- Poster
- Directed by: Chandraseyan
- Written by: Chandraseyan
- Produced by: M. C. Shanmugam
- Starring: Vishnupriyan Uma
- Cinematography: K. V. Mani
- Edited by: K. Thanigachalam
- Music by: Bhavatharini
- Production company: Nanneri Padaippagam
- Release date: 22 December 2006;
- Running time: 135 minutes
- Country: India
- Language: Tamil

= Ilakkanam =

Ilakkanam is a 2006 Indian Tamil language drama film directed by Chandraseyan, making his directorial debut. The film stars newcomer Vishnupriyan and Uma, with Vinu Chakravarthy, Bala Singh, Kadhal Sukumar, Chitti Babu, Sathyapriya, Anjali Devi, Sabitha Anand, Rohini and Rajashree playing supporting roles. The film, produced by M. C. Shanmugam, was released on 22 December 2006. The film won the Tamil Nadu State Film Award Special Prize for Best Film.

== Plot ==

In August 2005, Thamizharasan (Vishnupriyan) remembers his past.

In the past, Thamizharasan was an idealist and respectful young man who was fond of literature and he wanted to change society for the better. He left his village Mugaiyur (near Viluppuram) and joined a magazine named Vaigarai in Chennai as a journalist. He was well liked by his colleagues and impressed by his work, his superiors promoted him as an assistant editor for managing the magazine as it was to become a fortnightly.

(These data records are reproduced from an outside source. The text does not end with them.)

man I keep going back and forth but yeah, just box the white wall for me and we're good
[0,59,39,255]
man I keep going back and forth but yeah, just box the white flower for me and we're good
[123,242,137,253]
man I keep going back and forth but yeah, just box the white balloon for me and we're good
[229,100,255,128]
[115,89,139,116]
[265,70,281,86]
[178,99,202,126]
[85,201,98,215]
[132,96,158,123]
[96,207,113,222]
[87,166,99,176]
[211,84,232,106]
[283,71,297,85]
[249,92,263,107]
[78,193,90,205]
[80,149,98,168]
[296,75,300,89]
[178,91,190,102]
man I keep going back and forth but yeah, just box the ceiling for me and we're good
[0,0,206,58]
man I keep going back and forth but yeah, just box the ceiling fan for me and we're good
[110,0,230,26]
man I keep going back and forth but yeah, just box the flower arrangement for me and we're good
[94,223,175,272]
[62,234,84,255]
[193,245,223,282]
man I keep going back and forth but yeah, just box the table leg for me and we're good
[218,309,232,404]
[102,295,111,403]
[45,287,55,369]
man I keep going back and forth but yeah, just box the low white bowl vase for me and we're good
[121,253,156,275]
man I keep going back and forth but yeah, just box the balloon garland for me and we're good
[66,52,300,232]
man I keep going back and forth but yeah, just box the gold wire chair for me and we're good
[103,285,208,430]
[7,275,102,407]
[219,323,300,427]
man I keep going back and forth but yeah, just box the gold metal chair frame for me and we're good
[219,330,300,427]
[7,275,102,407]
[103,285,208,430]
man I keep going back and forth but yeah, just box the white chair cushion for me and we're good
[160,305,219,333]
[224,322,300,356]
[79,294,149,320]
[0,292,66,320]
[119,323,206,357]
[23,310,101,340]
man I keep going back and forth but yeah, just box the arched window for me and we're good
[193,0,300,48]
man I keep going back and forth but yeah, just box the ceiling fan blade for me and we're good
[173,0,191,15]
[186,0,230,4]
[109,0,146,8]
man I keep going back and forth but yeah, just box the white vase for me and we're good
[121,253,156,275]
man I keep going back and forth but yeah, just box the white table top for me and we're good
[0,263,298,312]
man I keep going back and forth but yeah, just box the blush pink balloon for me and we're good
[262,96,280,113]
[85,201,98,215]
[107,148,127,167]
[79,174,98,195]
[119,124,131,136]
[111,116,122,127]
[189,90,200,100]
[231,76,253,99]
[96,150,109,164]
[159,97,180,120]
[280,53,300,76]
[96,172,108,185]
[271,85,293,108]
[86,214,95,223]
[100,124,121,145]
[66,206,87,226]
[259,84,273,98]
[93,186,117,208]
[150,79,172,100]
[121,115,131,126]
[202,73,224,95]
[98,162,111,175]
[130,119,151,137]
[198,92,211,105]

Meanwhile, Thamizharasan's family found him a bride: Kayalvizhi (Uma). For his work, Thamizharasan had to write an article about a gang leader turned politician Manikkam who was also Thamizharasan's old friend. Thamizharasan met him and asked him to stop his illegal activities but Manikkam refused. One day, he was arrested for misbehaving with a woman at the bus stand. Kayalvizhi witnessed the whole scene and started to hate Thamizharasan. It was Manikkam's plan to teach him a lesson and Thamizharasan was then released by the police. Despite this, her family arranged her wedding with Thamizharasan. After the marriage, Kayalvizhi realized that Thamizharasan was a perfect gentleman. The couple had a girl and lived happily. During an outing with his family, a riot broke out following the death of a politician. Kayalvizhi was hit by a stone and rushed to the hospital where she entered the coma stage. Thereafter, she was declared brain death by doctors. In a twist of fate, the wife of the person who threw the stone which hit Kayalvizhi was in the hospital awaiting a heart transplant and Thamizharasan agreed to donate his wife's heart.

Thamizharasan then raised his daughter Panimalar on his own and she is now a district collector.

== Production ==
Newcomer Vishnupriyan, credited as Ram, signed to play the hero in Ilakkanam opposite Uma. Before the release of the film, the film producer M. C. Shanmugam and director Chandraseyan had organised a special screening for the then Chief Minister of Tamil Nadu M. Karunanidhi. It was reported that he had enjoyed the film and was also impressed with the music score of Bhavatharini.

== Soundtrack ==
The soundtrack was composed by Bhavatharini, with lyrics written by Subramania Bharati, Bharathidasan, Piraisoodan, Pa. Vijay and Chandraseyan.

| Song | Singer(s) |
|---|---|
| "Masilla Maniye" | Sudha Ragunathan, Rajalakshmi, Subiksha, Shweta Mohan |
| "Oorukku Nallathu" | Bhavatharini |
| "Puthiyathoor Ullagam" | P. Unnikrishnan, Vasu, Vijay Murali, Bhavatharini |
| "Thangiduma" | Vijay Yesudas |
| "Thiruve Ninai" | Madhu Balakrishnan |
| "Unnakke En Aaviyum" | Karthik, Shalini |

== Reception ==
Malathi Rangarajan of The Hindu praised the performance of the actors and said, "Nothing out of the world, but a decent fare definitely". Malini Mannath of Chennai Online wrote "The debutant director seems to have gone to great lengths in pursuit of this, the characters and incidents a lesson in human bonding and values, and having pride in one's language. But as a piece of film-making, both the scripting and the style of presentation could surely have done with more finesse, and in a way that would be appealing to the audiences".